That o-ring is not listed as spare, if you remove the pipe and seems in good shape let it be, if it looks bad you'll have to measure and go by dimensions
 
You don't NEED to replace the core plug, but it is a good idea to do so as it's a fecker to get to when the had is in place and it starts weeping on you!!
As for the other bits and bobs, you can replace whatever you want with new, it'll give you peace of mind but many of them won't need it, as others have said.
Yes do replace any "o" rings associated with oil supply pipes, sorry, don't know the number but looking on any Landy bits suppliers should tell you, or you may find it in RAVE.
Best of luck with what looks like a very neat and thorough job you are doing.:):):)

Having time to do some research (online in the evenings) helps! Thanks for the tip re the inlet and exhaust manifold - heard so many stories about broken studs (will carefully remove when it's all lifted out). My son is in Bali on Uni break holidays - need him to be back as well to help me lift the bugger out - don't want to damage anything trying to lift it out!

I found a machine shop that will do a good price - been around for a while - spoke to the guy and he seems to be clued up and very experienced. I'll take the old cylinder head to him to clean/test/skim/re-harden. I will take the rocker shaft (not camshaft!;)) and injectors out of the cylinder head, but leave everything else (valves mainly) - I assume that's how it's done?!

If I had the dough to spare lying around I'd buy a new AMC head direct from Turner Engineering - maybe next time!
 
You don't NEED to replace the core plug, but it is a good idea to do so as it's a fecker to get to when the had is in place and it starts weeping on you!!
As for the other bits and bobs, you can replace whatever you want with new, it'll give you peace of mind but many of them won't need it, as others have said.
Yes do replace any "o" rings associated with oil supply pipes, sorry, don't know the number but looking on any Landy bits suppliers should tell you, or you may find it in RAVE.
Best of luck with what looks like a very neat and thorough job you are doing.:):):)


Seeing I have the core (Welsh) plug, how easy is it to remove, and more importantly to install - don't want the new one popping out on me! Any special tool/s, techniques or paste/adhesive? I will at least have a good look at it and if it's not weeping I might just leave it alone!

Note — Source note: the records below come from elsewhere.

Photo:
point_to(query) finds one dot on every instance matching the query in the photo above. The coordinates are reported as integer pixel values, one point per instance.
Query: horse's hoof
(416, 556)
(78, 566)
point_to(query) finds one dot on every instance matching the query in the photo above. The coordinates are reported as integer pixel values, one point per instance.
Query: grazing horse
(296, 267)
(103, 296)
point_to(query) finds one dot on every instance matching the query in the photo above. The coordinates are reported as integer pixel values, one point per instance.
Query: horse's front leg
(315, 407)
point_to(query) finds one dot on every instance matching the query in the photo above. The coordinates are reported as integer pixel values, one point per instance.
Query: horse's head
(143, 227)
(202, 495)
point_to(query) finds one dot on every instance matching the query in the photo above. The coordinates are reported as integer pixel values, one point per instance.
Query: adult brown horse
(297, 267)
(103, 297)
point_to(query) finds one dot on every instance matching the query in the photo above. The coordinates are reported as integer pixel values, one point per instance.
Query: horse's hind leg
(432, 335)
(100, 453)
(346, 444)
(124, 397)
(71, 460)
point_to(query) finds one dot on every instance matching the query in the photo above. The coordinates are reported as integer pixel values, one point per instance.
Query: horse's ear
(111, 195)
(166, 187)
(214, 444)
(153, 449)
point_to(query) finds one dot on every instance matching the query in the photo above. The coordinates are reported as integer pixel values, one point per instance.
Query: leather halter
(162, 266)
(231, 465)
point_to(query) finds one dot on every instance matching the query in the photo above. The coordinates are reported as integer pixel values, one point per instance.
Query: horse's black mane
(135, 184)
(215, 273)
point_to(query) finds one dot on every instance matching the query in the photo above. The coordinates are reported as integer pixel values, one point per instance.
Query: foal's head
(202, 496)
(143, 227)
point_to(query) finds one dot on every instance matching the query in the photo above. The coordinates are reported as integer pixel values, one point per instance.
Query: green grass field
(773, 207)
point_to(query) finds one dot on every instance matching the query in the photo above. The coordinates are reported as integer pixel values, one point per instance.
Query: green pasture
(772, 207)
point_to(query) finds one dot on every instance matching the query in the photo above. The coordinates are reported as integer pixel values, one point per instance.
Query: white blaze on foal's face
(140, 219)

I also have the coalescer gasket (ERR7175) for under the rocker cover (goes behind that rivetted plate) - bugger if I'm changing that!!! Strange one to supply in a kit!
 
You don't NEED to replace the core plug, but it is a good idea to do so as it's a fecker to get to when the had is in place and it starts weeping on you!!
As for the other bits and bobs, you can replace whatever you want with new, it'll give you peace of mind but many of them won't need it, as others have said.
Yes do replace any "o" rings associated with oil supply pipes, sorry, don't know the number but looking on any Landy bits suppliers should tell you, or you may find it in RAVE.
Best of luck with what looks like a very neat and thorough job you are doing.:):):)


Seeing I have the core (Welsh) plug, how easy is it to remove, and more importantly to install - don't want the new one popping out on me! Any special tool/s, techniques or paste/adhesive? I will at least have a good look at it and if it's not weeping I might just leave it alone!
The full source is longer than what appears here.